July 6, 2007 by Joe Ponzio

Investing isn’t all that difficult-at least, it doesn’t have to be. With the universe of investment opportunities available at the click of a mouse, why bother to try and invest in companies or in ways that you do not easily understand?

Warren Buffett:

I have three boxes on my desk: In, Out, and Too Hard.

The point is simple: Don’t invest in things (or in ways) that you do not easily understand. Sounds simple enough. What’s the catch?

The Hard Part

The catch is…you have to do it. You have to be able to say, “No.” You have to say it a thousand times before you say, “Yes.” You have to be bored-practically to tears-at the lack of truly wonderful investment opportunities that are (or aren’t) available.

On top of it all, you have to have a solid, rational reason for buying a stock. You have to buy it as if you were buying the entire company. Then, you have to hold onto it regardless of what the professional gamblers do to the price. You have to believe that you are right-not because the price is changing, but because your rationale and reasoning is right.

When Is It Too Hard?

There is a simple test to determine whether an investment opportunity is a Yes, No, or Too Hard: If you do not understand it in five minutes…it’s Too Hard. If you do not love it ten minutes after that, it is a No.

Will that eliminate 99.9% of your investment options? Yes-and that’s the point! There are more than 5,000 businesses with stock trading on a daily basis…in the U.S. alone. If 99.9% of them are Too Hard or an automatic No, then there are five or so out there that are truly wonderful, easily understandable businesses selling at a discount to their true value.

But I Need To Diversify!

If you only invest in wonderful, easy-to-understand businesses, and you buy them on sale to their true value, you do not need to run out and diversify for the sake of diversifying. Your portfolio will eventually become diversified.

Think about it: We all know the story of Microsoft. Selling for pennies in the 1980s. Anyone who bought it became a millionaire many times over. If you had the chance to go back in time, wouldn’t you put everything you owned into Microsoft back then?

Patience Is THE Virtue

Assuming you had purchased Microsoft, how long would you have held it? Would you have dealt with the daily, weekly, monthly, and annual fluctuations of 30% or more at any given time? How long before you would be “shook out” of your position?

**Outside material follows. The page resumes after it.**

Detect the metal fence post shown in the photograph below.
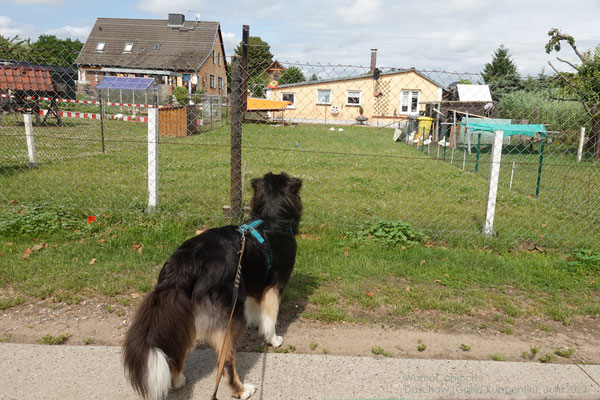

Patience isn’t a virtue in investing-it is the virtue. You know who held on to Microsoft the entire time? People who understood its business and saw value in the company-regardless of the stock price that the gamblers set on a particular day.

Invest Like Warren Buffett

At any given time, in any given market condition and economy, some gambling guru will make a killing-in the stock market, in real estate, whatever-and everyone will take that gamblers word as gold, try to replicate the gamblers success, and usually lose money. Why do they lose money? A gambler can only make money for so long-a few months, a few years-before the market conditions change and the gambler’s system is no longer good.

On the other hand, for some 70 years, Warren Buffett has been successfully buying wonderful, easy-to-understand businesses when they are at a discount. And he has made billions from it.

When will you finally decide to stock worshiping gamblers and follow in the footsteps of the billionaire who made his money the easy way?